Thursday, September 06, 2007

Pavarotti

Don't usually post in the AM (brain still not quite awake and it's noon!), but this is certainly a worthy AM post. I am sad to say that Luciano Pavarotti has died. He was a magical showman that made opera accessible to this middle school choir girl and many others (including the Sesame Street audience). I saw him in San Antonio when I was in middle school, and was simply blown away. No, I didn't pursue a career in Opera (and my DH would thank me now for this) but I have always enjoyed his music and he certainly left a lasting impression on me. So it is indeed a sad day.


Prolific Tenor Pavarotti Dies

by Joal RyanWed, 5 Sep 2007 09:53:15 PM PDT
Copied From E News

Opera was not the 20th century's surest route to superstardom. But it was if you sang like Luciano Pavarotti.
Pavarotti, the literally and figuratively larger-than-life tenor whose recordings sold more than 100 million albums, and whose voice boomed everywhere from the Metropolitan Opera to Johnny Carson's Tonight Show, died at 5 a.m. Thursday morning, local time, at his home in Modena, Italy, after a yearlong battle with pancreatic cancer. He was 71.
Dubbed the King of High C's, for the showiest chandelier-shaking note in his repertoire, Pavarotti was hospitalized last month. Earlier Wednesday, it was reported that his condition had taken a turn for the worse.
The singer underwent cancer surgery last year. It was the latest in a series of health setbacks that plagued the enduring performer in recent years.
"The Maestro fought a long, tough battle against the pancreatic cancer which eventually took his life.
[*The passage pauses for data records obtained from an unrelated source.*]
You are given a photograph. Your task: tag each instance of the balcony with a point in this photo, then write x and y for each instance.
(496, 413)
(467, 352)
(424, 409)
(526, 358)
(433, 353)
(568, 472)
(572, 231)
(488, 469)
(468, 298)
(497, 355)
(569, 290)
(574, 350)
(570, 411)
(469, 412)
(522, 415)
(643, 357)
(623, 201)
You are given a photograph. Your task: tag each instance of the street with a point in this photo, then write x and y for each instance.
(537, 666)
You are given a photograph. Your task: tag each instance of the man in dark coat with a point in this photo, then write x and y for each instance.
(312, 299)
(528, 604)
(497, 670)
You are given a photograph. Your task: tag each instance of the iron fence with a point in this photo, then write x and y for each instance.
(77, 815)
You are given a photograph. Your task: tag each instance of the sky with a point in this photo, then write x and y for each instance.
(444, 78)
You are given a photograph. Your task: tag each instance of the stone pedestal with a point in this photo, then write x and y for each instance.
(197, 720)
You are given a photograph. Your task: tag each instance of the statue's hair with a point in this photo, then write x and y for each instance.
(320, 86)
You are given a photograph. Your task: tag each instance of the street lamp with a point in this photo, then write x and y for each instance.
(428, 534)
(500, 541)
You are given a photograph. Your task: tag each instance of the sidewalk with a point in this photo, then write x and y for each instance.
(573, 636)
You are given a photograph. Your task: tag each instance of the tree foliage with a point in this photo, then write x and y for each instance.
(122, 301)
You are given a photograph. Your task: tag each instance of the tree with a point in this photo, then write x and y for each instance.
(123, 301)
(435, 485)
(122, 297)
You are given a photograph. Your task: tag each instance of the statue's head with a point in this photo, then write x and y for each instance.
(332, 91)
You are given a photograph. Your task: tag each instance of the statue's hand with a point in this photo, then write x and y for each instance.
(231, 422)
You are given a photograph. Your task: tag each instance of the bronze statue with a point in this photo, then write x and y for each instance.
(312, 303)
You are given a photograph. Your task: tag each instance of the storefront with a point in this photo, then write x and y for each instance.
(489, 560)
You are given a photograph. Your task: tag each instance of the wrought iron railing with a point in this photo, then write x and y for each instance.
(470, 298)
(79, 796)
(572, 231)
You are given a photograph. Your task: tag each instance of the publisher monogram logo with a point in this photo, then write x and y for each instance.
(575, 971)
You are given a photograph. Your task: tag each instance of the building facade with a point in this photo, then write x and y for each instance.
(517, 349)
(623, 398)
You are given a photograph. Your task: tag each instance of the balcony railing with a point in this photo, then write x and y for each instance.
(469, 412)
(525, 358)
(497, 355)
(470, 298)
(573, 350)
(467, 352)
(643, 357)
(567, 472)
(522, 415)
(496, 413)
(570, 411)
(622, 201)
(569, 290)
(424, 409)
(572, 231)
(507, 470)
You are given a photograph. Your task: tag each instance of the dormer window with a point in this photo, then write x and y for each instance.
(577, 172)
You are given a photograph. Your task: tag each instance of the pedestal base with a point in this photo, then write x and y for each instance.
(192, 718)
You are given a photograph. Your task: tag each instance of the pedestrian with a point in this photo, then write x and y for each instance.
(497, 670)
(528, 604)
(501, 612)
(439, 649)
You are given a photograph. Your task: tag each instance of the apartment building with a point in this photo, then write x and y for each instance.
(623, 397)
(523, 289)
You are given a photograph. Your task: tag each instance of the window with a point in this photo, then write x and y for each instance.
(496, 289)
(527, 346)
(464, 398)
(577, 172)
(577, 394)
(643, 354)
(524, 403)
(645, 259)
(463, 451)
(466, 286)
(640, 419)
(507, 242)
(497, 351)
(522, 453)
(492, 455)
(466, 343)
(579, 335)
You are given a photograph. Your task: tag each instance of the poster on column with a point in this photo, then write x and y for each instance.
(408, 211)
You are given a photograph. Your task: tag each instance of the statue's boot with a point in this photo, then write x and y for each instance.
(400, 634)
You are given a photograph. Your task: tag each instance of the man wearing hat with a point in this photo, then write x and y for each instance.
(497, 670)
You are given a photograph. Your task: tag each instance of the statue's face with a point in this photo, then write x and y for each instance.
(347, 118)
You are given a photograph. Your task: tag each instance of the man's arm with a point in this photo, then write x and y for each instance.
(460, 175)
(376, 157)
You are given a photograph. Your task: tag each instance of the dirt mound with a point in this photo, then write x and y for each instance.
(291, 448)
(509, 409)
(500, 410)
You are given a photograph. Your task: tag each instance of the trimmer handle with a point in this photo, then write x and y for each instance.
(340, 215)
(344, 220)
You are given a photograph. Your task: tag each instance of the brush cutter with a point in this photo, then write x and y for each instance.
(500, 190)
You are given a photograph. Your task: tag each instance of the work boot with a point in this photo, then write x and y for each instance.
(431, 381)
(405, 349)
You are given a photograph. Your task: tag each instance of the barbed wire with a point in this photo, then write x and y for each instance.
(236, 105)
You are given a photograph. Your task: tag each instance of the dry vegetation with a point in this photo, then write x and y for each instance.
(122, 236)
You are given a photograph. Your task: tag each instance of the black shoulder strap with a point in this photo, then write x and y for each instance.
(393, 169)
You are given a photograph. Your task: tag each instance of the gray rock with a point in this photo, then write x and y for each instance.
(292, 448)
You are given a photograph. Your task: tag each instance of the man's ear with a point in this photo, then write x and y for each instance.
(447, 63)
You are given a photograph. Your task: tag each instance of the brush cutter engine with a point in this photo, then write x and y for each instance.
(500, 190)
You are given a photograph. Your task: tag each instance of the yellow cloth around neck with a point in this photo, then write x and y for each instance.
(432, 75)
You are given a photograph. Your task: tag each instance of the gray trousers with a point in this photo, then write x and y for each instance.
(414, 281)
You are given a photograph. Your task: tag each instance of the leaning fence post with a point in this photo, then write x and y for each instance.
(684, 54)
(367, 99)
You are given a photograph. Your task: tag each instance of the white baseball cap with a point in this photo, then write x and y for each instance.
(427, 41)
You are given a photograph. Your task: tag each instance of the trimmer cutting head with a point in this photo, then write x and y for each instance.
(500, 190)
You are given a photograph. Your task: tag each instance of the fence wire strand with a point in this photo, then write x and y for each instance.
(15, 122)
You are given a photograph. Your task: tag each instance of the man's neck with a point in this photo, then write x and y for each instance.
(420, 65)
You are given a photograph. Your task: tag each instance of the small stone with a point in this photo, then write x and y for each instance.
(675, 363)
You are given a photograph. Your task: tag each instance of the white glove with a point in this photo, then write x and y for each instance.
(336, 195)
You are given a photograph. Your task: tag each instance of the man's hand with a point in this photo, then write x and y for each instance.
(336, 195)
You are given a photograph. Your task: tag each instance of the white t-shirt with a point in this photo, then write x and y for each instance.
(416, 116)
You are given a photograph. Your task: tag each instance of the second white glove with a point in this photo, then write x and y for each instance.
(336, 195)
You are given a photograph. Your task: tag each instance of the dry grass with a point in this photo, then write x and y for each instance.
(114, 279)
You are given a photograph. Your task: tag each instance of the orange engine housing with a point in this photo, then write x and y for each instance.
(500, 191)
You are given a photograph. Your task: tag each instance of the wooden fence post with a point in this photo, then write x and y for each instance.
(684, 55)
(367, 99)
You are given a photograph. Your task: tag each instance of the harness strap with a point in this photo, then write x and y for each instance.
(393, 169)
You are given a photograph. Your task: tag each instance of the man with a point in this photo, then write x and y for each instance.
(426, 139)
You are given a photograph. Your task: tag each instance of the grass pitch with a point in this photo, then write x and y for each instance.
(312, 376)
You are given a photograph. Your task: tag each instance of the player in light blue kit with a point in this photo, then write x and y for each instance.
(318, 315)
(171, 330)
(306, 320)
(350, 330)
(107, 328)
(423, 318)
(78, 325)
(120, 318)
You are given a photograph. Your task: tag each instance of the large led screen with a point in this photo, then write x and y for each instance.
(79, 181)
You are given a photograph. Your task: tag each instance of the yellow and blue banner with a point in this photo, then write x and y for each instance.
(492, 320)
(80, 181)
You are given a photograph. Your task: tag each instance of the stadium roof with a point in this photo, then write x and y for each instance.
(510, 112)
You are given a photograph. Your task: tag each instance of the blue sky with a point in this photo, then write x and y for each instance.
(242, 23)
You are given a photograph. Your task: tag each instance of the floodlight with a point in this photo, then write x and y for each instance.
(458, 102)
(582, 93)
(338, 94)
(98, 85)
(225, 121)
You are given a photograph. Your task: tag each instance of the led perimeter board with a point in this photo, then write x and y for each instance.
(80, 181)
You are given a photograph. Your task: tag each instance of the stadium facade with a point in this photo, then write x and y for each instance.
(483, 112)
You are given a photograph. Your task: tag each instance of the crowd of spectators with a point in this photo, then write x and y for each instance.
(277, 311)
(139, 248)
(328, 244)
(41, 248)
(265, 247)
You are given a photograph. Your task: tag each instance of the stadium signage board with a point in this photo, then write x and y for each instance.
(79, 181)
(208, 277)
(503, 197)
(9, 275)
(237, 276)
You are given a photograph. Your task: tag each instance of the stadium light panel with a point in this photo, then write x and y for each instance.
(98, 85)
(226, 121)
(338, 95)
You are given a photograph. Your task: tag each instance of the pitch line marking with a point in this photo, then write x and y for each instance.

In fitting with the approach that characterised his life and work, he remained positive until finally succumbing to the last stages of his illness," Pavarotti's manager, Terri Robson, said in a statement to the Associated Press.
Even during his most recent hospitalization, Pavarotti's wife insisted he would sing again. It was a message Pavarotti himself likely approved.
"I think the important thing is to sing very well until you sing, and have the fresh voice like my father did," Pavarotti told the BBC in 2005. "My father was a great tenor. Beautiful voice. And he was fresh until two weeks before he died at the age of 90."
Pavarotti's father, Fernando, was a member of the local choir in Modena, Italy, where the future opera star was born on Oct. 12, 1935. Pavarotti would follow in his father's footsteps—and then forge a whole new path.
The turning point for Pavarotti came when he was 25—and had a day job.
"Let's say, [in] the beginning, I am an elementary school teacher," Pavarotti told the BBC. "And on 21 April, 1961, I became a tenor."
That's when Pavarotti, fresh from winning a key competition, made his professional debut on the Italian stage in a production of La Bohème.
From there, Pavarotti embarked on a career that made him the world's most famous opera singer, able to command the attention of 500,000 in New York's Central Park, as he did in 1993, or recruit stars such as James Brown, Sting and Bono for his annual Pavarotti & Friends benefit concert.
"He knows the public loves him for himself, not only for his voice. If he lost his voice tomorrow, they would still love him," the late Terry McEwen, a record executive and opera director, said of Pavarotti to Time in 1979. "He could go on performing, he could be a different kind of star."
A different kind of star is exactly what Pavarotti was. He was overweight, lived in a tux and sang in tongues foreign to most casual Saturday Night Live viewers, and still his fame transcended the opera house, making him right at home before, yes, most casual SNL viewers. (He dueted with Vanessa Williams in a 1998 episode of the sketch-comedy show.)
Pavarotti won five Grammys; earned a night at the Kennedy Center Honors alongside the likes of Jack Nicholson, Julie Andrews and Quincy Jones; starred in his own Hollywood movie, the 1982 romantic-comedy Yes, Giorgio, a flop; and fronted who knows how many local PBS pledge drives, thanks to his popular concert videos with Plácido Domingo and José Carreras, known jointly as the Three Tenors.

1 comment:

Anonymous said...

It made me so sad to see this yesterday morning online. So sad. The world is missing a beautiful voice today.